Cinéma
Une nuit que je zappais sur ma télévision – à une heure magique où l'on trouve les choses les plus inattendues, entre la troisième partie de soirée et le début de la matinée – mon doigt fut soudain comme paralysé sur ma télécommande. Impossible de poursuivre ma traversée des chaînes plus loin dans la thématique "cinéma", ni de revenir vers celle du sport...

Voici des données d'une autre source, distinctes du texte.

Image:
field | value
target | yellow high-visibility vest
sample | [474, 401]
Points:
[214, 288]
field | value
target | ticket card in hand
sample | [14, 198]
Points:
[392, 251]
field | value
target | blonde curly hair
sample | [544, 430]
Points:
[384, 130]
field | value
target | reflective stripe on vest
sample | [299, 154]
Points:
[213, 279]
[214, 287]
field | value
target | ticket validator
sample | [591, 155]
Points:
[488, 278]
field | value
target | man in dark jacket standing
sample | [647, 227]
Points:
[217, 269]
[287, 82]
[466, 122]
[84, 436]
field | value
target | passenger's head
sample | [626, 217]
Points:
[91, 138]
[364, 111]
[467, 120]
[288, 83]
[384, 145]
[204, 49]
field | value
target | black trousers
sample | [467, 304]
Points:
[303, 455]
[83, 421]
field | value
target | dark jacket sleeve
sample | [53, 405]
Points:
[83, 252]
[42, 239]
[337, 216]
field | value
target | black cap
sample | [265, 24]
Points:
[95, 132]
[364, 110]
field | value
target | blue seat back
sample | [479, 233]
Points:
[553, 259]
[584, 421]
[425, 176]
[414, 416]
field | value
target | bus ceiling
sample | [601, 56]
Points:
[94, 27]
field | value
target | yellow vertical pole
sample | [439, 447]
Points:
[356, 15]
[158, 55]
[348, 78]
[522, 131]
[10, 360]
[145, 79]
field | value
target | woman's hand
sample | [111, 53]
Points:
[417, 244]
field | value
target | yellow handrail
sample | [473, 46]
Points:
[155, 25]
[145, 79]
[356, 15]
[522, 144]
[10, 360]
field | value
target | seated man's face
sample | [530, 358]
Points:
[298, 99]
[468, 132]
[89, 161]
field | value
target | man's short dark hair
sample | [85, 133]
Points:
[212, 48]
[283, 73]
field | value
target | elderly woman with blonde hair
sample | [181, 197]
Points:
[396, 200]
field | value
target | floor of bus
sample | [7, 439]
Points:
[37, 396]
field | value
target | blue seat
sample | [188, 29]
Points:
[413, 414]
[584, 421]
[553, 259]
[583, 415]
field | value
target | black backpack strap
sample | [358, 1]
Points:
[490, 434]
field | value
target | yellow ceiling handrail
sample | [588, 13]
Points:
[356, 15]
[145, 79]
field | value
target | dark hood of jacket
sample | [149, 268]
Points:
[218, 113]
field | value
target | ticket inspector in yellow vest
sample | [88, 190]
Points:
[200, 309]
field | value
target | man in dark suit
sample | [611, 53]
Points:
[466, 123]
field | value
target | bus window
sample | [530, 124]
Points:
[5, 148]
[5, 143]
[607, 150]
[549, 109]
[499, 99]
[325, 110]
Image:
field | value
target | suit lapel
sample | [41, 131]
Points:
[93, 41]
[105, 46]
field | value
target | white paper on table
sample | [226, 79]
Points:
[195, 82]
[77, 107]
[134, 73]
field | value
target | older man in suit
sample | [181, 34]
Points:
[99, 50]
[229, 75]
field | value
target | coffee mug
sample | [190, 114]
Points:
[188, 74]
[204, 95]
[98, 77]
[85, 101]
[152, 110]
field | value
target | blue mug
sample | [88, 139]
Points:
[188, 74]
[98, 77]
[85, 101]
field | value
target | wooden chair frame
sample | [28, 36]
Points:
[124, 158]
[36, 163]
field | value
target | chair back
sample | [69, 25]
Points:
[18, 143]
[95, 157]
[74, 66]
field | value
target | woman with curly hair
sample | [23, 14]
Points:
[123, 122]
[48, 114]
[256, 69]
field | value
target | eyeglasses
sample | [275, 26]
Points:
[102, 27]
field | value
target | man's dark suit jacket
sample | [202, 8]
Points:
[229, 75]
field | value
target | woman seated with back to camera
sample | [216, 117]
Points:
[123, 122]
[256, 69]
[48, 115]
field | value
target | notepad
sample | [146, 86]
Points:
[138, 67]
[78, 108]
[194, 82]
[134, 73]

Une nuit que je zappais sur ma télévision – à une heure magique où l'on trouve les choses les plus inattendues, entre la troisième partie de soirée et le début de la matinée – mon doigt fut soudain comme paralysé sur ma télécommande. Impossible de poursuivre ma traversée des chaînes plus loin dans la thématique "cinéma", ni de revenir vers celle du sport...
Sur l'écran, une scène
de torture m'éclaboussa la figure : un homme à l'allure christique
était allongé nu sur la carcasse d'un lit en fer que des soldats
électrifiaient sporadiquement. Hypnotisé par ce plan, cet
interrogatoire en espagnol, cette atmosphère glauque et rosâtre,
j'étais partagé entre malaise et fascination, un zigzag entre les
sensations qui m'accompagera finalement d'un bout à l'autre du film
que je décidais de visionner quelques jours plus tard.
Mon entrée dans le cinéma
chilien se fait donc par la découverte d'Alejandro Jodorowsky,
artiste atypique s'il en est, figure avant-gardiste faisant jongler
son art provocant entre surréalisme et ésotérisme. Né en 1929, il
est au fait de sa carrière lorsqu'il développe son projet de
raconter son enfance, dans la ville de Tocopilla, entre un père
stalinien jusqu'au bout de la moustache et une mère castafiore
parfois castratrice (Pamela Flores).
Partant de ce postulat
familial, Jodorowsky fait danser la réalité à travers l'expérience
d'un enfant (Jeremias Herskovits), un gosse qu'il accompagne tout au
long du film comme il l'accompagnera lui-même durant toute sa vie.
Le réel se confronte à
l'imaginaire enfantin qui, bien qu'élevé à la dure, n'évite pas les peurs et les apprentissages propres à cette période de
l'existence. L'éducation paternelle lui enseigne comment "devenir
un homme" quand sa cantatrice goulue de mère lui apprend l'art de se fondre dans le
noir pour effacer ses craintes, et d'effacer le poids de ses origines
pour se fondre dans la société.
Le père quant à lui
s'éloigne, partant à la conquête de ses idéaux. Son aventure le
conduit d'une réunion clandestines de camardes communistes dans un
bouge obscure à la fomentation d'un complot visant à assassiner
Carlos Ibanez del Campo qui règne en maître sur le Chili. Des
pérégrinations, qui n'auront pas l'effet escompté, le confrontant
à la complexité du genre humain et à travers lui à l'indicible
destinée de l'âme.
Découvrant la foi au
contact de gens qu'il méprisait au départ, il en revient
transformé, brûlant ses anciennes idoles et par elles le despote
intransigeant qu'il était pour sa famille.
Alejandro, lui, poursuit
sa découverte de la vie, côtoyant des personnages uniques et
loufoques (le Théosophe ou la bande des infirmes entre autres), conscient que ce qui sera déterminant dans le futur se
trouve déjà en lui.
La famille prend le large,
quittant Tocopilla et le spectateur en laissant derrière eux des
images rythmées, vives et colorées, parfois violente mais qui
composent un récit autobiographiquement fictif : en somme, à
travers lui chacun peut peut y découvrir la métaphore de sa propre
enfance.
13/10/2015.
La Danza de la readitad,
Alejandro JODOROWSKY
(2013) - 2h 10.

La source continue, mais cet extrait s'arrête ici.